And yet, something still feels stuck.
Because understanding yourself and trusting yourself are not always the same thing.
This work begins with a simple but profound idea:
Healing is not only cognitive.
Sometimes the body recognizes truth long before the mind is ready to trust it.
We can intellectually know something is no longer working and still struggle to live differently.
That does not mean something is wrong with you.
Often, it means the work has not yet moved from awareness into lived experience.
What Becoming Looks Like
My approach is grounded in the belief that meaningful change happens when we begin rebuilding trust in ourselves—not through force, perfection, or endless self-improvement, but through greater honesty, embodiment, discernment, and coherence.

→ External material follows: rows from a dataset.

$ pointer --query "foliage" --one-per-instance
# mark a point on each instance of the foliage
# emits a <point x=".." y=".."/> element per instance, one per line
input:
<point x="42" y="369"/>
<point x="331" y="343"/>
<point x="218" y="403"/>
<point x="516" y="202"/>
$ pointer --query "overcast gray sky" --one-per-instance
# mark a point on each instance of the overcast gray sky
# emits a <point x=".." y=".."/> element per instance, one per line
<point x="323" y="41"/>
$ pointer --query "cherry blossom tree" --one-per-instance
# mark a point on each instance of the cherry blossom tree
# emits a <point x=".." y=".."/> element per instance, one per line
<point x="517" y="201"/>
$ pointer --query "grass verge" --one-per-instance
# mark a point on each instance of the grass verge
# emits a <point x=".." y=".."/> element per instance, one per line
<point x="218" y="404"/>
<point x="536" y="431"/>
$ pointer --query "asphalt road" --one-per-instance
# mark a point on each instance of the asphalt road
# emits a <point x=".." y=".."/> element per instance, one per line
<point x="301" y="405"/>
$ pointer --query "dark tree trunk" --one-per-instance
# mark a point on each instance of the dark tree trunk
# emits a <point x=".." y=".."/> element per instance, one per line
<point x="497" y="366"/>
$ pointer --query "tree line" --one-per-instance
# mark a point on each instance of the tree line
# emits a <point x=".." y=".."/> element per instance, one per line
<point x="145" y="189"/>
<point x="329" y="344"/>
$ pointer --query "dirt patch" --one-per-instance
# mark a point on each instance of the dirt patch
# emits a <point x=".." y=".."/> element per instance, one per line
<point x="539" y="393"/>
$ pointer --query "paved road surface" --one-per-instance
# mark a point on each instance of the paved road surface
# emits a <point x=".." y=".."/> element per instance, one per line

Sometimes that looks like:
Learning to notice what has been overridden.
Listening to the body.
Making space for grief.
Questioning inherited narratives.
Understanding relational patterns.
Remaining in partnership with yourself, especially when old ways of coping no longer fit.
A more whole person approach
Because no single lens tells the whole story, this work draws from multiple perspectives, including:
Somatic
reconnecting with the wisdom of the body, nervous system awareness, and embodied experience.
Narrative
understanding the stories we have inherited or internalized and exploring what becomes possible when those stories shift.
Relational
exploring attachment, boundaries, patterns of connection, and the ways relationships shape self-trust.
Existential
making meaning of rupture, change, uncertainty, identity, grief, and the deeper questions that emerge during transition.
Together, these approaches support not just insight, but integration. Not simply understanding yourself…
learning to trust yourself again.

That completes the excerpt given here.